Rae
Rae Stone surveyed the law office, the same one where Flicka had married a few days before with most of the same characters hanging around. Bookcases filled with matched leather-bound books blocked the walls, and the mahogany desk carved with ornate columns skirted the elegant edge of ostentatious.
She held her chin up, even though she felt entirely outclassed by the lawyers running around, shoving papers at French officials. Flicka’s wedding, having been planned for over a year, had run more smoothly.
Two gold-leafed, white-velvet chairs were set five feet apart in front of the desk, just like at Flicka’s ceremony.
Weddings should not be celebrated sitting in chairs, out of arm’s reach, like they were stuck in the Middle Ages and the wedding was part of a peace treaty where she was being wedded in exchange for half of France and a subsection of Spain.
That royal analogy seemed awfully presumptuous. Rae was a ranching girl. Her bride price, paid to her father rather than dowered from him, would have been a dozen head of cattle and range rights, maybe water rights if she were pretty.
She turned to Wulf, who was discussing something with the Mayor about the stock market. “Excuse me,” she said, not embarrassed about her American-accented French because that was who she was. “Wulf, may I speak to you?”
“Mais oui, I mean, yes.” He excused himself and turned back to her.
Rae sucked in a deep breath. “I don’t want to get married sitting down.”
Wulf raised his eyebrows slightly.
Rae plowed on. “People shouldn’t get married sitting down, like it’s a transaction.
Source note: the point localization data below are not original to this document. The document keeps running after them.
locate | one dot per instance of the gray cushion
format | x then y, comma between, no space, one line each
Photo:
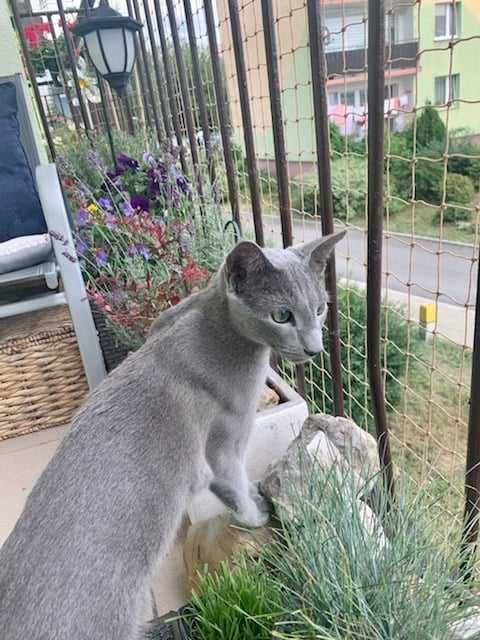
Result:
21,213
24,252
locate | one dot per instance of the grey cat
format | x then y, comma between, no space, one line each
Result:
173,419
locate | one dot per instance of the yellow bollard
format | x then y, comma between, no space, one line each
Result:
428,317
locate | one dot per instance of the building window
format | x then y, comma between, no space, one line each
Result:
333,98
447,88
447,20
391,91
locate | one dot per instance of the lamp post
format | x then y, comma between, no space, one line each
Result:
109,39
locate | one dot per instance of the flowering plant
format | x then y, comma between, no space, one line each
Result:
133,238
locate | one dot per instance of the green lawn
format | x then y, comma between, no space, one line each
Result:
421,223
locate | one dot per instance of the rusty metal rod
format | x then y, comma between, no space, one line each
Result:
73,64
199,94
246,121
376,84
158,72
141,63
158,125
187,105
322,138
61,67
472,472
222,112
279,143
170,87
277,121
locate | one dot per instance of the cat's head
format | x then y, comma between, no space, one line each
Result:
277,297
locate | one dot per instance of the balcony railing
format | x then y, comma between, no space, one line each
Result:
401,56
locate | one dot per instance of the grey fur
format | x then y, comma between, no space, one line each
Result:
174,418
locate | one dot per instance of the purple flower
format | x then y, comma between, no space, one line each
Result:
112,175
183,184
109,219
101,257
139,249
139,201
148,159
81,218
143,251
105,203
127,209
154,179
80,247
126,162
93,158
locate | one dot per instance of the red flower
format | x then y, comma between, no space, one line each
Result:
34,33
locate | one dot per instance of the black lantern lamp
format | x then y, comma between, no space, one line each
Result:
109,39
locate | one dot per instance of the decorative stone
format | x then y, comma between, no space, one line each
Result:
213,541
356,445
268,399
332,443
We should stand, and hold hands, and face each other.”
Wulf paused, and she could almost see the wheels spinning behind his sapphire eyes, calculating the quantities of propriety and tradition that would be shifted to the negative column.
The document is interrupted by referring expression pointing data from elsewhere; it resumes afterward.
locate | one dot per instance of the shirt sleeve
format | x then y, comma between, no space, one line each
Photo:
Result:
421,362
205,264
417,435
He straightened and beckoned Dieter over. “We’ll need to move the chairs.”
“Where to?”
“The back of the room.”
The security guys busied themselves with removing the chairs.
Wulf smiled down at her. “Is that better?”
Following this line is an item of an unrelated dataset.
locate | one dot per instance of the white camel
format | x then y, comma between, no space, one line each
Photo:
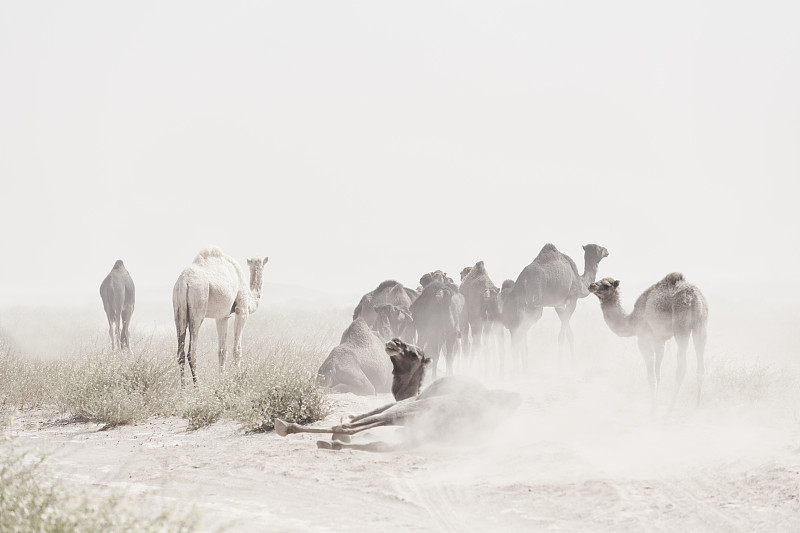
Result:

Rae nodded, feeling like she made a fuss, but it was important, darn it.
“I can’t make everything perfect on such short notice,” he said, lowering his voice, “but I will do what I can. In a month or so, at the religious wedding, it will be perfect.”
“Oh, it doesn’t have to be perfect. I’m not picky.”
“I am.”
She smiled up at him, knowing that he had never had an opinion on clothes or fashion or decor in his life. “Okay, then.”
Wulf took her hands, holding them softly. He smiled down at her, his dark blue eyes as gentle as the summer sky. “Shall we begin?”
Oh, Lord, yes. She was so ready to begin her life with him, and no matter what Wulf thought, it would be a long, long life.
Even if he was still hiding something, because there must be a reason for this rushed wedding, something serious, something dire, and it scared her to think of what it might be.